Maya stood in front of her bathroom mirror for twenty minutes, checking for spinach in her teeth even though she hadn't eaten anything green since kindergarten. Her mom had made her a salad for dinner. Spinach was apparently crucial for growing girls. Maya had pushed it around her plate until her mom stopped watching, then flushed it.
At the party, the pool water glowed an artificial blue, and someone had rigged up these floating LED lights that made everything feel underwater and dreamy. Maya sat on the edge, legs in the water, pretending to check nonexistent texts while everyone else cannonballed and flirted in that aggressive way fourteen-year-olds did when they thought no one was watching.
That's when she saw him—Evan, the quiet kid from English class, sitting on a lounge chair under the fake palm tree. He had this weird ceramic sphinx statue on the table next to his soda. Like, who brought a sphinx to a pool party?

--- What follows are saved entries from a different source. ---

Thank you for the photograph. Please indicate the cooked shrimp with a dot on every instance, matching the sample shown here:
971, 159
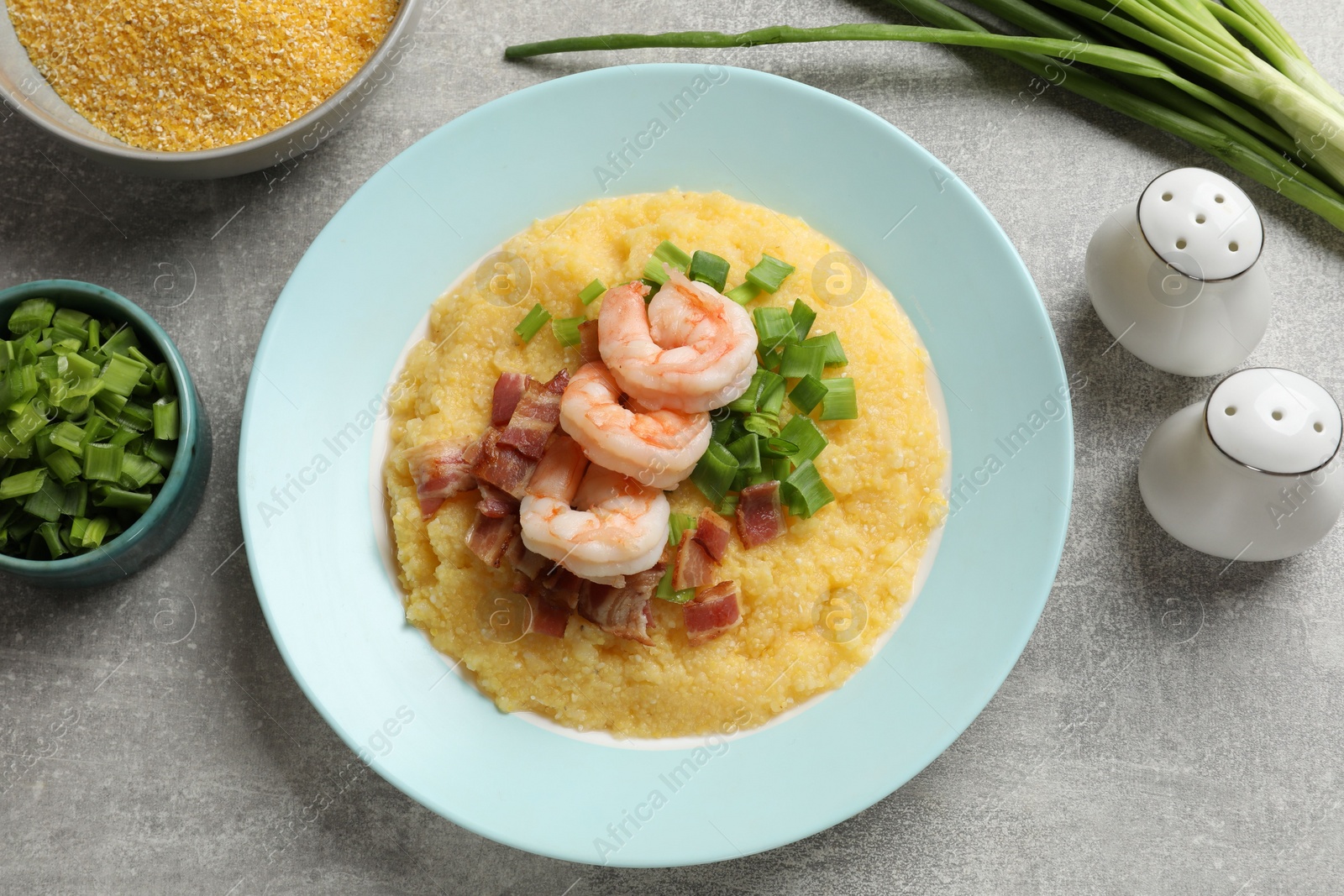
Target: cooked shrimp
656, 448
596, 523
691, 349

"Weird night for ancient Egyptian artifacts," she said, sliding onto the chair beside him. Smooth, Maya. So smooth.
Evan smiled—that shy, crinkle-eyed smile that made her stomach do that annoying flip thing. "My mom's an art history professor. It's a paperweight. I'm supposed to be the sphinx at parties. Mysterious. Enigmatic. Instead, I'm just... here."
"At least you're not a bear," Maya said, then immediately regretted it. What did that even mean?
But Evan laughed. "You mean like, hibernating through everything? Awkwardly lumbering through social situations? Yeah, that's me. Total bear."
"I meant more like—you know how bears are all strong and scary but they're actually just trying to find berries and not get bothered?" God, shut up, Maya. "Anyway. I'm Maya."
"Evan. And I am definitely a bear. Are you a fox?"
Maya splashed water at him. "I'm a sphinx too. I just hide it better."
They spent the rest of the party ignoring everyone else, talking about nothing and everything—how much they both hated spinach, how they both pretended to understand references in books they'd never read, how they both felt like everyone else had gotten some manual on how to be a teenager that they'd missed.
When Kyle's parents came home early and kicked everyone out, Evan walked her to her mom's car. "Same time next week?" he asked, casual, like it wasn't the biggest question of her entire freshman year.
Maya's phone buzzed again—her mom, waiting outside. "Definitely," she said. "Except maybe without the sphinx next time."
"No promises," Evan said, and something about his smile made Maya think that maybe, just maybe, high school wouldn't be completely terrible after all.